Пышно живописуя счастливое существование университетского преподавателя, главный администратор доверительно сообщил, что, помимо лекций, на мне будет лежать обязанность обучения студентов литературному творчеству в специально созданном для этого кружке, и тут же ответил нахохлившимся взглядом на мою улыбку, которую я не смог удержать, молниеносно вообразив полдюжины блистающих пенсне Чеховых, старательно выводящих шариковыми ручками в клетчатых тетрадях диктуемые университетским стихотворцем аксиомы литературного успеха.
Когда же навевающий скуку энтузиазм начал иссякать, главный администратор ещё раз просипел о престижности университетского сизифствования и настоятельно посоветовал завести привычный для сорбоникаров электронный адрес на www.yahoo.fr.

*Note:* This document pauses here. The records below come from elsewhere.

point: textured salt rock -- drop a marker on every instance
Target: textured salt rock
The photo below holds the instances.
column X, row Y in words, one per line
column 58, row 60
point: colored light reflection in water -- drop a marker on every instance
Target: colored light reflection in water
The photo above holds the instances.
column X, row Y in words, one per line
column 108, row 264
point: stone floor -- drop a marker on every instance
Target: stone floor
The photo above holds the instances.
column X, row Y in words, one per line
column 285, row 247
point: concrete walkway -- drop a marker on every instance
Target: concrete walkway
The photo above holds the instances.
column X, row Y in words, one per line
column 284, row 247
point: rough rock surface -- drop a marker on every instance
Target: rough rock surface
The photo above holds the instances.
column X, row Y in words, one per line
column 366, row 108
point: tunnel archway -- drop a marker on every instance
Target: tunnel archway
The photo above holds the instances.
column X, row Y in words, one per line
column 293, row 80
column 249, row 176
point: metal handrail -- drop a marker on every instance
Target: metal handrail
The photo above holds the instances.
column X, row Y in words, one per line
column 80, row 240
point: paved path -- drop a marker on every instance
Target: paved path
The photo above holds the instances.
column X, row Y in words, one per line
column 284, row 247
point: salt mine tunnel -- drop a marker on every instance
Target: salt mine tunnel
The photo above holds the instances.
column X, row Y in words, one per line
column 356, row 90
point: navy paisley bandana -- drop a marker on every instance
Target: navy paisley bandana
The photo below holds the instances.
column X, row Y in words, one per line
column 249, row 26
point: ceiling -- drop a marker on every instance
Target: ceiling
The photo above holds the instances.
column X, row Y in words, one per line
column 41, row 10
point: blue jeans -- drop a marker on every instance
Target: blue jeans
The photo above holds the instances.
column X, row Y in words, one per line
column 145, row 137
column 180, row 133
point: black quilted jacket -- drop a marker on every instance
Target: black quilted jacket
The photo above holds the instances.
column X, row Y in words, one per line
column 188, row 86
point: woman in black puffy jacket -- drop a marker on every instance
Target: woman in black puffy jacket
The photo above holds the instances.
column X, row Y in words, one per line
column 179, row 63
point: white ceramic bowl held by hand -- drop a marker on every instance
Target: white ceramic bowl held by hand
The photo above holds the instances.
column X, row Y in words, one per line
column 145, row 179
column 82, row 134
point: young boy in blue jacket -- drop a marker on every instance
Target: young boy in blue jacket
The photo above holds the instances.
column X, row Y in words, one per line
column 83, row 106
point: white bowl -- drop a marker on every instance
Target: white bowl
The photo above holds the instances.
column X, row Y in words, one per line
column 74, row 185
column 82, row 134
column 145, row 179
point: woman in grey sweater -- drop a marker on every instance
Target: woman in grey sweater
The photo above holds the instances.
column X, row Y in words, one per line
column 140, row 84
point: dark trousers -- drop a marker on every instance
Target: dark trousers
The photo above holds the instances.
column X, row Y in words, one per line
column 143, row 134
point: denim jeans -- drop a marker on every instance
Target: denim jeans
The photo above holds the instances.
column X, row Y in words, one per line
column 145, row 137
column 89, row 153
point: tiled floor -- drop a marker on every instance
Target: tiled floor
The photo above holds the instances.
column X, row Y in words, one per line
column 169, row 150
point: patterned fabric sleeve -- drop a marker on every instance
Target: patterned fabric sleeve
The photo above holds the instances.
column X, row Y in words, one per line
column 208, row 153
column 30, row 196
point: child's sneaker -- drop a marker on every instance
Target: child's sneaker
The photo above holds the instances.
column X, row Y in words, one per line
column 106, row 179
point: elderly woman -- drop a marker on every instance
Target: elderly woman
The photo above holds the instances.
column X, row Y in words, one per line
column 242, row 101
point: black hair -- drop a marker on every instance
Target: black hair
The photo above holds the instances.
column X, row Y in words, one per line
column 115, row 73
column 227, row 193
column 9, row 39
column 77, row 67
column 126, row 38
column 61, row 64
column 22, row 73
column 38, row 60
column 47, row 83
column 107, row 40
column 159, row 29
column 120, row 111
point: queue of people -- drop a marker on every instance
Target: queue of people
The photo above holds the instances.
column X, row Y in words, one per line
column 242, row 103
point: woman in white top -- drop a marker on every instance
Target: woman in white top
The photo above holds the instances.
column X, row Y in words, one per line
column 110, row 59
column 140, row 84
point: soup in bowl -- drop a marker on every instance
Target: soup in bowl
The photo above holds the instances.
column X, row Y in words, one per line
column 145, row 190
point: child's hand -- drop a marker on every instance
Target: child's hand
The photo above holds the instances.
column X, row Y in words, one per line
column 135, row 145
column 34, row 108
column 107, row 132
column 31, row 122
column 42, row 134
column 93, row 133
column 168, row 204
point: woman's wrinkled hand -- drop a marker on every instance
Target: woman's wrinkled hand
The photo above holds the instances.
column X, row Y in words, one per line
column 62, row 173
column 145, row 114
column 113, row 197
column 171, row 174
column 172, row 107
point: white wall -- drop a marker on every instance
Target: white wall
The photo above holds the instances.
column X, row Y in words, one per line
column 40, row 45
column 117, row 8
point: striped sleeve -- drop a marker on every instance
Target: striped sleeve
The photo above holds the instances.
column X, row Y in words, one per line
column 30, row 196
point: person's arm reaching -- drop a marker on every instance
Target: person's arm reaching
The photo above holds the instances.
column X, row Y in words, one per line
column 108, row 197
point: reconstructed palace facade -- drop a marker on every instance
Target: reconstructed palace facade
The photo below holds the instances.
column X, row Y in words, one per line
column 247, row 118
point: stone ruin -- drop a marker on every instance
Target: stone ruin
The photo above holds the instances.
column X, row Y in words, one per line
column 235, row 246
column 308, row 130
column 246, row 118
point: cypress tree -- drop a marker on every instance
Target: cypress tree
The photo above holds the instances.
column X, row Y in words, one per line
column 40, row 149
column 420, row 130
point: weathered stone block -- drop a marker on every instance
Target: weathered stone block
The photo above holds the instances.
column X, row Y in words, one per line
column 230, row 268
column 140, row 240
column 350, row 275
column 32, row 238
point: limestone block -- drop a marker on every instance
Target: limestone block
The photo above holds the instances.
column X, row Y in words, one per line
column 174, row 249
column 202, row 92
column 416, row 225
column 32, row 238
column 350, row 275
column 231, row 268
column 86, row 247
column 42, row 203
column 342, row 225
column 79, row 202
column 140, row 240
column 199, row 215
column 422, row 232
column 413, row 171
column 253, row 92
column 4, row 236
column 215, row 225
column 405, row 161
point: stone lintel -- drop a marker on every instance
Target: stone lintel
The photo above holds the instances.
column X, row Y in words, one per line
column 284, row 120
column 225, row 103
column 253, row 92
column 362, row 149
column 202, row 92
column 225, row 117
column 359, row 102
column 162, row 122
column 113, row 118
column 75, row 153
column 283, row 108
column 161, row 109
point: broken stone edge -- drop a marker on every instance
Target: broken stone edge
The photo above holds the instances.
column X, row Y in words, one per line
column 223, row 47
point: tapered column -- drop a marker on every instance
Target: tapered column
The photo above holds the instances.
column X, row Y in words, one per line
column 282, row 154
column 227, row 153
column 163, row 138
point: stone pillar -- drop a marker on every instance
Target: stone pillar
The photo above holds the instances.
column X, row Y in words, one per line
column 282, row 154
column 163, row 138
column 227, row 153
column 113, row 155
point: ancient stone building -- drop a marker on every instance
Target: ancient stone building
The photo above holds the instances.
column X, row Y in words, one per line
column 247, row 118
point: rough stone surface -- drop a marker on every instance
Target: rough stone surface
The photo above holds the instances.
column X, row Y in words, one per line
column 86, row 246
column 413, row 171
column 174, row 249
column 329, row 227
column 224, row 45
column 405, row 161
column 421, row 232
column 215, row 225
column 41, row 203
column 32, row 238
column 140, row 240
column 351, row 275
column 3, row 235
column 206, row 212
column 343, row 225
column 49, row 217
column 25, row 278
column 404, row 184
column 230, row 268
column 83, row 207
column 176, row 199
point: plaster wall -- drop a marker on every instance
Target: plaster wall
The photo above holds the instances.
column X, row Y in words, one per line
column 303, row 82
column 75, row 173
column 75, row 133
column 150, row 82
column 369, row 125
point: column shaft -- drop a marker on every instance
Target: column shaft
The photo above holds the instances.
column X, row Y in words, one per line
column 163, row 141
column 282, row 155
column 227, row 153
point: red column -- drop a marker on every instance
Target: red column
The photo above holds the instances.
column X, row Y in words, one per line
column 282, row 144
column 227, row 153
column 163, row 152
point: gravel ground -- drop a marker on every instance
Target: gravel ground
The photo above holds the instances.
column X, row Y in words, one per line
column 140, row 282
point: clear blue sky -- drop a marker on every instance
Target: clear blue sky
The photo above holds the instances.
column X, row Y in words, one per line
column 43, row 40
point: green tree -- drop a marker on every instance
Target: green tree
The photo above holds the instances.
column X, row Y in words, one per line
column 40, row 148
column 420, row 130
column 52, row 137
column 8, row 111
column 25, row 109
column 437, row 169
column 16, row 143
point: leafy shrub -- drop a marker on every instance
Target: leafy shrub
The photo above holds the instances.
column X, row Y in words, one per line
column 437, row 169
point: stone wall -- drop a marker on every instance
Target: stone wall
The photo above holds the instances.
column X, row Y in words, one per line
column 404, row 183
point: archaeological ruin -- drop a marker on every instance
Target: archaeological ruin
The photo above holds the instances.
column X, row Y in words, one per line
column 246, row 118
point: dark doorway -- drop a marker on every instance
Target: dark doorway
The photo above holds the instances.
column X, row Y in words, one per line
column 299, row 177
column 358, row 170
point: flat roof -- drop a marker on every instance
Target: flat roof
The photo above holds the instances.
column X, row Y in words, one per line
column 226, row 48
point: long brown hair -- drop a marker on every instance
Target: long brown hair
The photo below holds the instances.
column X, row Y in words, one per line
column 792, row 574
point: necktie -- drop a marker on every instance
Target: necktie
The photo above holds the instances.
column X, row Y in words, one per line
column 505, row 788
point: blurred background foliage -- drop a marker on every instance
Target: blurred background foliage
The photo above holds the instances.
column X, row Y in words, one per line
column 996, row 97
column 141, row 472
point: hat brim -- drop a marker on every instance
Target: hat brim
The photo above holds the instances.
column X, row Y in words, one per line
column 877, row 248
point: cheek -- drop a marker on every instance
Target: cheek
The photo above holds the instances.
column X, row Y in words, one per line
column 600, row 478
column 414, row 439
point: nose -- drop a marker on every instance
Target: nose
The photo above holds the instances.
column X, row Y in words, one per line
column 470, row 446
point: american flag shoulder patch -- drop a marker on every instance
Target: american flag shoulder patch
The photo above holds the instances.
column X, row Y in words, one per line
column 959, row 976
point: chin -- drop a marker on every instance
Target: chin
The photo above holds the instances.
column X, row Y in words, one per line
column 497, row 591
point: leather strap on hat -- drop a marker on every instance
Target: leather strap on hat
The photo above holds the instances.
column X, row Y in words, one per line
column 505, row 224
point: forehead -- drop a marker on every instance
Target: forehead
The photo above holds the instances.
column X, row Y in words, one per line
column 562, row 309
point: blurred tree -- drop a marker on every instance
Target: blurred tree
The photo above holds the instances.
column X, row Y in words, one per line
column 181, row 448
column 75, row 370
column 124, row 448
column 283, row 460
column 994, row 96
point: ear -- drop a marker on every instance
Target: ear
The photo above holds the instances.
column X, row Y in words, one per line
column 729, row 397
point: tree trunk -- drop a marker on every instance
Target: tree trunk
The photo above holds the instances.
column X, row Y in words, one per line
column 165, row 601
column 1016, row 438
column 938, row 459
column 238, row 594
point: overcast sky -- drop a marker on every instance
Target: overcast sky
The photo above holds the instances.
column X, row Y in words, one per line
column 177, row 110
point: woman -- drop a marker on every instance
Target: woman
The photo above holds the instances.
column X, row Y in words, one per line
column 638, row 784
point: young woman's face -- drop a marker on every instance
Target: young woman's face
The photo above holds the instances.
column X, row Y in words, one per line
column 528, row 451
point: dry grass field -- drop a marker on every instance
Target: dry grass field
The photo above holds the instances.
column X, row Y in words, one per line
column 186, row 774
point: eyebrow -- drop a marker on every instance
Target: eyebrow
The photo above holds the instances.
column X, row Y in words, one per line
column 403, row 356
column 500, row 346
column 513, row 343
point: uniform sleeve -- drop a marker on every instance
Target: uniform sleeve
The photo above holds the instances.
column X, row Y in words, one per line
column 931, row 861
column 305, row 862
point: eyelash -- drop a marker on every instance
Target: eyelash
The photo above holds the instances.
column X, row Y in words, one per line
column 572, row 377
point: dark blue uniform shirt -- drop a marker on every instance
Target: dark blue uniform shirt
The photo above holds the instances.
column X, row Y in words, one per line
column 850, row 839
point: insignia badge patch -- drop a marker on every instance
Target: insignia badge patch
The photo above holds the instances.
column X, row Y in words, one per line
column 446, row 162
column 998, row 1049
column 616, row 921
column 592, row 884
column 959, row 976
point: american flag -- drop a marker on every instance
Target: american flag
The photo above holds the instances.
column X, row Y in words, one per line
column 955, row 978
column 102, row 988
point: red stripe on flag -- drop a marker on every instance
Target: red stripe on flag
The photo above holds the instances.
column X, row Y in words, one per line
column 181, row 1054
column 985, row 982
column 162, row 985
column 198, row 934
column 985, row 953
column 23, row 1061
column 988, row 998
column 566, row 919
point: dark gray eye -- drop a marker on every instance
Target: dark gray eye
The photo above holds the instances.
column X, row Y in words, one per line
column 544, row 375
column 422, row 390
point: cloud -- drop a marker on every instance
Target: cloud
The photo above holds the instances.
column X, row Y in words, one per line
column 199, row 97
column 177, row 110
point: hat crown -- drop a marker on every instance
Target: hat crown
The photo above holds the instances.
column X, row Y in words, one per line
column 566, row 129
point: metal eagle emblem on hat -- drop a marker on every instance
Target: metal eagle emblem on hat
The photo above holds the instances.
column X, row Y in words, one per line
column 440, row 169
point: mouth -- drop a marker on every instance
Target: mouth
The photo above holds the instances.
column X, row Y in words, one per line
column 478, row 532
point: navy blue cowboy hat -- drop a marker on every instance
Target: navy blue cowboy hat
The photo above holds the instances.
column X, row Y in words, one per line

И несмотря на вопивший, бившийся головой о каменные стены карцера дар, я согласился поучаствовать в университетской чехарде, хотя ясное предчувствие, что всё это ненадолго, никогда не покидало меня.
С тех пор, вот уже полтора года, я был самым красивым преподавателем Сорбонны. Впрочем, за это время спорт я забросил совершенно; мускулы потеряли боевую эластичность; круговой удар левой ноги утратил свою убойную мощь; костяшки кулаков лишились самурайской брони – роговых наростов, постепенно перекочевавших на сгиб первой фаланги безымянного пальца правой руки – доказательство усидчивости учёного; заставлявшие ужасаться хиромантов мозоли от полуторацентнерных штанг уступили место девичьей мягкости эпидермы хлипких парижских интеллектуалов.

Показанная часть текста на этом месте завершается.